Vinod Khosla, renowned Silicon Valley entrepreneur and investor, talks about how technology will reinvent healthcare as we know it.
Chrissy: Vinod, so we’ve met a couple times over the years at different healthcare conferences. It seems like healthcare is one of your top interests these days. Can you talk about kind of why you’ve been so fascinated by the sector and what do you think the role of technology will be in the next few years?
Vinod: I think we are starting a new era in health care. So far, health care has been mostly experiential, incremental improvements. Clearly healthcare today is much better than it has ever been. But we’re going to see, because of new technologies, a quantum jump on healthcare improvement. Data science, data, machine learning, all the things we hear about, the hype will actually, in my view, come to bear on real solutions for real patients. Not only for sick care but also actually make healthcare more about health. I think all that will be possible and cost effective.

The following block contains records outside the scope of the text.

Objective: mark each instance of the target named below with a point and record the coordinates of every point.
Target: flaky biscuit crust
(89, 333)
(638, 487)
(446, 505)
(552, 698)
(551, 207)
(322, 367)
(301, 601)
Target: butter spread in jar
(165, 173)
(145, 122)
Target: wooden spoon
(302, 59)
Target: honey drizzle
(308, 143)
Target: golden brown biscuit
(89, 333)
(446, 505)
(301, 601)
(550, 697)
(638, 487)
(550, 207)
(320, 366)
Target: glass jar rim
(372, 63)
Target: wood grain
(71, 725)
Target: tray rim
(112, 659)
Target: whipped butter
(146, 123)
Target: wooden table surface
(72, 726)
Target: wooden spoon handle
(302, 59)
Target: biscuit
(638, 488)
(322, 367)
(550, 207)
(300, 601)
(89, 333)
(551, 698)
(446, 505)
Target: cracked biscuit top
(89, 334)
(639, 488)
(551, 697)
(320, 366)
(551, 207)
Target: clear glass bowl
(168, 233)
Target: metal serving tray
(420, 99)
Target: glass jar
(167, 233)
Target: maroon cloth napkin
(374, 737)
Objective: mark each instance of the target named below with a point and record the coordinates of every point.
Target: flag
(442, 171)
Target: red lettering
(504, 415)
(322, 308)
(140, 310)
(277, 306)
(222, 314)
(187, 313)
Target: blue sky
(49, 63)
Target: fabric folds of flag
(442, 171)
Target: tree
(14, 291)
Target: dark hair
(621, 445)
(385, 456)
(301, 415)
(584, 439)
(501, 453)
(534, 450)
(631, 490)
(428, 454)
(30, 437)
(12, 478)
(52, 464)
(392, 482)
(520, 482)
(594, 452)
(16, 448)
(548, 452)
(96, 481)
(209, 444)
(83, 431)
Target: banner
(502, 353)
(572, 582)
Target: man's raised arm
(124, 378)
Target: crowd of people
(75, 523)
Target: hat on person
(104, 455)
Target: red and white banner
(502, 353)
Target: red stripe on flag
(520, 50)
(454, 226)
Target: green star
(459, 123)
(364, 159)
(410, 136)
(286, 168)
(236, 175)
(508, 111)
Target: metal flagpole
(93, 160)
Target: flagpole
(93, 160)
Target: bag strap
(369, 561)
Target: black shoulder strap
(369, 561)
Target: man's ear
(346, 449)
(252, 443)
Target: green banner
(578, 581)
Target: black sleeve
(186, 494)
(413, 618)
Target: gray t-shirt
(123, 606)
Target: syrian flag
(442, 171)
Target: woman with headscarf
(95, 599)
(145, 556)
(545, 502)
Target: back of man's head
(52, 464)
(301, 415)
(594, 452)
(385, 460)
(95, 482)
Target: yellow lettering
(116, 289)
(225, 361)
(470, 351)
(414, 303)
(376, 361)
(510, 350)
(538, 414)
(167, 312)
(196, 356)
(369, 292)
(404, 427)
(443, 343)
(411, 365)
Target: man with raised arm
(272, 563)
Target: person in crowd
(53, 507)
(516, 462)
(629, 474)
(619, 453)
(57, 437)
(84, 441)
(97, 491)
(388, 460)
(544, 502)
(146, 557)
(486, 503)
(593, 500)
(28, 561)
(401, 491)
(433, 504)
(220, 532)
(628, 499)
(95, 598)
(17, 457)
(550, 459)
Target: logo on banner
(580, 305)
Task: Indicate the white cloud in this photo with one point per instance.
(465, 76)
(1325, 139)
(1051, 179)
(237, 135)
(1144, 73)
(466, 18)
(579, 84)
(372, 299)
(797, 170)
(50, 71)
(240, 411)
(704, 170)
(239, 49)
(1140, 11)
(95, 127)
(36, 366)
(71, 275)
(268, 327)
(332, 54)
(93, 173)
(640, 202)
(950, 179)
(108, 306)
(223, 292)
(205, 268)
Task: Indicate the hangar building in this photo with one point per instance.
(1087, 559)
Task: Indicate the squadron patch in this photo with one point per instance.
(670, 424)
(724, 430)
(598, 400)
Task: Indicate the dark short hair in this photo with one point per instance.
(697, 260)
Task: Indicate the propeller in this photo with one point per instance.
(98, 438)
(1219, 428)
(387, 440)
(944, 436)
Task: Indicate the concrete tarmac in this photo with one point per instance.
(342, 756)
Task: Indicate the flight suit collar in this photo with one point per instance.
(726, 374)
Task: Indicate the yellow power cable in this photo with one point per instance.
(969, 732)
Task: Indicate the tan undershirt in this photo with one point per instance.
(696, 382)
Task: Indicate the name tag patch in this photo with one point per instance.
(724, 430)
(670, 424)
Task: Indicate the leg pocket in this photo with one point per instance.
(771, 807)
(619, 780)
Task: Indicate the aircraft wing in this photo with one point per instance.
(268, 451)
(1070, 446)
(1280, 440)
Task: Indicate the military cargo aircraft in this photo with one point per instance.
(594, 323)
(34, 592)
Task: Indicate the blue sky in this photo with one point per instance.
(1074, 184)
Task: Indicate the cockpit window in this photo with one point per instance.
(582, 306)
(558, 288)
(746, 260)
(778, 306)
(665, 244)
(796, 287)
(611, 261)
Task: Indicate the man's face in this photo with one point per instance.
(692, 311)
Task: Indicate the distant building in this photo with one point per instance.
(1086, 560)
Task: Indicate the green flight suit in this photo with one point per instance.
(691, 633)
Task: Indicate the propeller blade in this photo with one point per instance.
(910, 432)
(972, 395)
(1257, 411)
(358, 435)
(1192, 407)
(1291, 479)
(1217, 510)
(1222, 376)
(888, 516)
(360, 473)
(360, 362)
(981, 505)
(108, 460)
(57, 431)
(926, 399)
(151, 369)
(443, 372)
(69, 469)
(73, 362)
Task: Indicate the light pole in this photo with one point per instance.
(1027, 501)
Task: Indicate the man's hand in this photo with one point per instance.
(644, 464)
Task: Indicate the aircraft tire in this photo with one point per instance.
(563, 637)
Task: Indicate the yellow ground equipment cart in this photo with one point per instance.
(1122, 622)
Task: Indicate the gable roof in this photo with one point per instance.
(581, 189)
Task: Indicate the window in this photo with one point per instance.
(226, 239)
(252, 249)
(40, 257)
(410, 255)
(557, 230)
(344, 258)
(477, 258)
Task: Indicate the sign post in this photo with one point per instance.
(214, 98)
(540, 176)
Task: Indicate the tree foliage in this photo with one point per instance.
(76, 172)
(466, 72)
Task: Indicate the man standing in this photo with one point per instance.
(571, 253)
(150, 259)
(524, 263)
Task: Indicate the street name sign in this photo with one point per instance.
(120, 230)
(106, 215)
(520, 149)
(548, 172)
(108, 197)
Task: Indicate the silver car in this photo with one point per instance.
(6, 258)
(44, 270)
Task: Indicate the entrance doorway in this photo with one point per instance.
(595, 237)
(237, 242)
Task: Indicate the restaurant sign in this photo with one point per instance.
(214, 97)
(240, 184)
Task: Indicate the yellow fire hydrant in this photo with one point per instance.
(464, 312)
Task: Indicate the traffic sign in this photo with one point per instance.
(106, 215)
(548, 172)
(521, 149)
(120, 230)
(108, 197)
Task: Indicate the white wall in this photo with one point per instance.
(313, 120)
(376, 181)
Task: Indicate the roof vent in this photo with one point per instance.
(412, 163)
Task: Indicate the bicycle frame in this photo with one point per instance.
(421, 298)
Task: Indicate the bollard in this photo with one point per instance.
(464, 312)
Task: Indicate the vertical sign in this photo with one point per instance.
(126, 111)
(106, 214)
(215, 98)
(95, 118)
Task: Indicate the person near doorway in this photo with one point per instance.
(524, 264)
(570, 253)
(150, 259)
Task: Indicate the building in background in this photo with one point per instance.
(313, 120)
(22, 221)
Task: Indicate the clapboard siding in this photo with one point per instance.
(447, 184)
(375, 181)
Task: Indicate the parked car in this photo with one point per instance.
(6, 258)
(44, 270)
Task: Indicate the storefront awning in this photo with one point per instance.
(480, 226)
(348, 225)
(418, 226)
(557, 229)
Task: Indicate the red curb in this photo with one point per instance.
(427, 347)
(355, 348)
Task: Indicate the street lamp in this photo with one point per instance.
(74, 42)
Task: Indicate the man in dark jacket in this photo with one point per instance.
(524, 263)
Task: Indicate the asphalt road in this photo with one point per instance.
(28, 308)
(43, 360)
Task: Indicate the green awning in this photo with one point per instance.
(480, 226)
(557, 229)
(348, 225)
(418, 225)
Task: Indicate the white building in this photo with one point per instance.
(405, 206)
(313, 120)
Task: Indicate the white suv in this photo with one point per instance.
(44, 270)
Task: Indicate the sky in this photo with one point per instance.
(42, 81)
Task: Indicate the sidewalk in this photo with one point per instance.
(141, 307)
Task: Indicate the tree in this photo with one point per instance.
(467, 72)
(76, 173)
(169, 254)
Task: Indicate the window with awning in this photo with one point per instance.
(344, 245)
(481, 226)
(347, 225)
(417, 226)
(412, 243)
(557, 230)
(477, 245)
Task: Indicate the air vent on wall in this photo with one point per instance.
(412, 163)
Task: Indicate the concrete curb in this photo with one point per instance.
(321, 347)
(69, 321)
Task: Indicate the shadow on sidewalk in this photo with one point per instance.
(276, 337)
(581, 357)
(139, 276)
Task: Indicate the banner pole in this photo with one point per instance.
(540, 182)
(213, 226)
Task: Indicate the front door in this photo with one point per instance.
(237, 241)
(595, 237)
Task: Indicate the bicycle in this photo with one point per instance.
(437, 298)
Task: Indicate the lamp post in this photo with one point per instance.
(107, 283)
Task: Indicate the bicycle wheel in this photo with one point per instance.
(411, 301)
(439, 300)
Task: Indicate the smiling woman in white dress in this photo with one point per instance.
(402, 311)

Chrissy: Got it. How do you separate so much of this hype that you mentioned, this sort of machine learning, the data science from reality when you’re meeting with entrepreneurs and they’re telling you they’ve got the next great AI tool for healthcare?
Vinod: It is important that we take an experimental approach to learning as long as it does no harm. Healthcare is very old fashioned and slow to move and everybody knows that. In fact, the fundamentals of traditional healthcare institutions’ approach to medicine are mathematically wrong. So I rail against the Hippocratic Oath that every student takes. It says if you save 100,000 people and hurt 1,000, you shouldn’t introduced that new therapy. To me, that works when you have dumb patients. When you have smart patients, you give them the choice.
The fundamental change we will see is the consumer will be much better informed and the patient will become the CEO of their own health, making the tradeoff. So which risks they want to take and which risks don’t. Some may opt to pass that decision making on to a doctor. But the really smart people will want to control their own destiny, make their own choices, and make the decisions on whether to take a procedure, a therapy, a drug, based on understanding what the tradeoffs are.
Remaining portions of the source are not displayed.